Leonardo Grosso, del bloque del Movimiento Evita, destacó el rol de las organizaciones sociales en el relevamiento realizado como paso previo: “Esta ley que busca expropiar las tierras es un logro de las organizaciones sociales que relevaron 4.300 barrios en todo el país”. Si bien los diputados vinculados a los movimientos sociales votaron a favor del proyecto, también destacaron la necesidad de seguir avanzando. Grosso sintetizó: “Peleamos por esta ley pero no estamos felices porque no alcanza, la situación económica en los barrios es insoportable y por culpa de la gestión de este Gobierno”.
Diputados también dio sanción definitiva, por unanimidad (203 votos a favor), a la llamada “Ley Brisa” (por Brisa Barrionuevo, una menor cuya madre fue asesinada por su padre en 2015, que hoy, junto a sus hermanos gemelos, vive con su abuelo materno), que prevé una reparación económica para hijos de víctimas de femicidios o del asesinato de alguno de los progenitores en manos de otro. La reparación comenzará a regir desde el momento del procesamiento del femicida y consiste en un haber jubilatorio mínimo mensual. El subsidio está destinado a menores de 21 años o mayores con discapacidad, siendo retroactiva al momento del crimen, y se extingue cuando las «víctimas colaterales» cumplen los 21 años. Hasta los 18 años, los niños o adolescentes percibirán la reparación a través de las personas a cargo de su cuidado y entre los 18 y los 21 la cobrarán directamente.

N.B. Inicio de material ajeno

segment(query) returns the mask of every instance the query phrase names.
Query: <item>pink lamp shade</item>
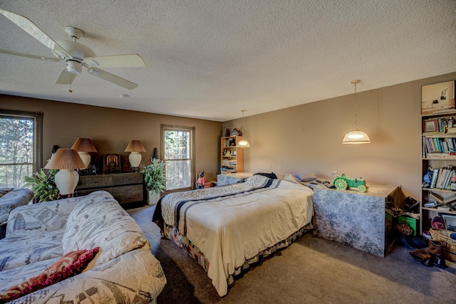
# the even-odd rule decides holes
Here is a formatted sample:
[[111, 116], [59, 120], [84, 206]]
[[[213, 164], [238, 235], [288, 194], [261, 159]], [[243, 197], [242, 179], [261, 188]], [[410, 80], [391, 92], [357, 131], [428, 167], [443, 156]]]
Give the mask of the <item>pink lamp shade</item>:
[[78, 152], [97, 152], [93, 142], [90, 138], [78, 138], [71, 146], [71, 149], [74, 149]]
[[44, 169], [60, 170], [56, 174], [56, 185], [61, 195], [72, 194], [79, 182], [79, 174], [75, 169], [85, 169], [85, 164], [78, 152], [73, 149], [60, 148], [51, 157]]
[[92, 158], [88, 152], [97, 152], [96, 148], [90, 138], [78, 138], [76, 141], [74, 142], [74, 144], [73, 144], [73, 146], [71, 146], [71, 149], [78, 151], [79, 156], [83, 162], [84, 162], [86, 168], [90, 164]]
[[141, 152], [145, 152], [145, 148], [142, 145], [140, 140], [130, 140], [130, 143], [125, 148], [125, 152], [130, 152], [128, 160], [132, 168], [140, 167], [142, 157], [140, 154]]

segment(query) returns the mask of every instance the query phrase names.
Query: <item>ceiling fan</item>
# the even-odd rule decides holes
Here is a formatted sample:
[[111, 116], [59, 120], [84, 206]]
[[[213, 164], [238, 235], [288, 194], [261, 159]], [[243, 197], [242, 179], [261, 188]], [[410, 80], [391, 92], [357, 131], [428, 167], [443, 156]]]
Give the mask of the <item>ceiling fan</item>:
[[58, 85], [71, 85], [78, 74], [83, 72], [83, 66], [87, 72], [110, 83], [120, 85], [128, 90], [138, 87], [136, 83], [121, 78], [119, 76], [100, 70], [99, 68], [135, 68], [145, 66], [142, 58], [137, 54], [96, 56], [95, 52], [76, 41], [84, 35], [84, 33], [76, 28], [67, 26], [65, 31], [72, 40], [54, 41], [41, 31], [35, 23], [24, 16], [0, 9], [0, 14], [13, 21], [21, 28], [26, 31], [35, 39], [51, 48], [56, 58], [39, 56], [25, 53], [0, 49], [0, 53], [41, 59], [49, 61], [66, 62], [56, 80]]

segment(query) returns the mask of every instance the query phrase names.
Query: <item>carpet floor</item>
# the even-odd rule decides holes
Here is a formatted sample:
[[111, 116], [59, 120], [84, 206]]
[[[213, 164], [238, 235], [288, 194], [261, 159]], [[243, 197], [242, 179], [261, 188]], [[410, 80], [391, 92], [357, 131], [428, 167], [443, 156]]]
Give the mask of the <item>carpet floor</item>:
[[399, 241], [386, 257], [378, 257], [311, 233], [251, 269], [220, 298], [202, 268], [157, 236], [160, 229], [150, 224], [154, 209], [129, 213], [143, 218], [137, 221], [155, 243], [154, 254], [167, 281], [157, 298], [160, 304], [456, 303], [456, 263], [426, 267]]

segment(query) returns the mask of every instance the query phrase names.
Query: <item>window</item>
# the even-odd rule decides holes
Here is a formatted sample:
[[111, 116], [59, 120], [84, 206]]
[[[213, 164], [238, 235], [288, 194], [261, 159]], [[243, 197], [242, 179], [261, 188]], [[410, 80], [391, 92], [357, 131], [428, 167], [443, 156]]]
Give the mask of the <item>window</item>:
[[0, 188], [20, 188], [41, 168], [43, 113], [0, 110]]
[[161, 125], [166, 190], [190, 190], [195, 183], [195, 127]]

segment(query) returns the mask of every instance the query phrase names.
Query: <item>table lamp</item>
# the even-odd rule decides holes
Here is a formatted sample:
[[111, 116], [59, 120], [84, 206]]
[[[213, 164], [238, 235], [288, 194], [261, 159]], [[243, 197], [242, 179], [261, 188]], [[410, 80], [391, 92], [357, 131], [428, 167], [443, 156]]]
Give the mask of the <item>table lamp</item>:
[[84, 162], [86, 168], [90, 164], [90, 152], [97, 152], [96, 148], [93, 145], [93, 143], [90, 138], [81, 138], [79, 137], [74, 142], [71, 149], [74, 149], [78, 151], [78, 154], [81, 157], [81, 159]]
[[44, 169], [56, 169], [56, 185], [61, 195], [72, 194], [79, 182], [76, 169], [85, 169], [84, 162], [73, 149], [60, 148], [51, 158]]
[[[129, 152], [128, 160], [130, 160], [130, 164], [132, 170], [139, 168], [140, 163], [142, 159], [142, 156], [140, 154], [141, 152], [145, 152], [145, 148], [141, 143], [140, 140], [130, 140], [130, 143], [125, 148], [125, 152]], [[139, 171], [139, 169], [138, 170]]]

También se dio sanción definitiva a la llamada “Ley Justina” que establece que todas las personas mayores de 18 años sean donantes de órganos o tejidos, a menos que en vida dejen constancia expresa de lo contrario. El proyecto fue votado por unanimidad, con 202 legisladores a favor, y se conoce con ese nombre por el caso de Justina Lo Cane, una menor de 12 años que murió en noviembre pasado mientras aguardaba un trasplante de corazón.
A partir de la sanción, se invierte el proceso de consentimiento para la donación de órganos o tejidos, estableciendo la figura del “donante presunto” que ya no requiere expresar una voluntad afirmativa para la donación sino que se garantiza “la posibilidad de realizar la ablación de órganos y/o tejidos sobre toda persona capaz mayor de 18 años, que no haya dejado constancia expresa de su oposición a que después de su muerte se realice la extracción de sus órganos o tejidos”.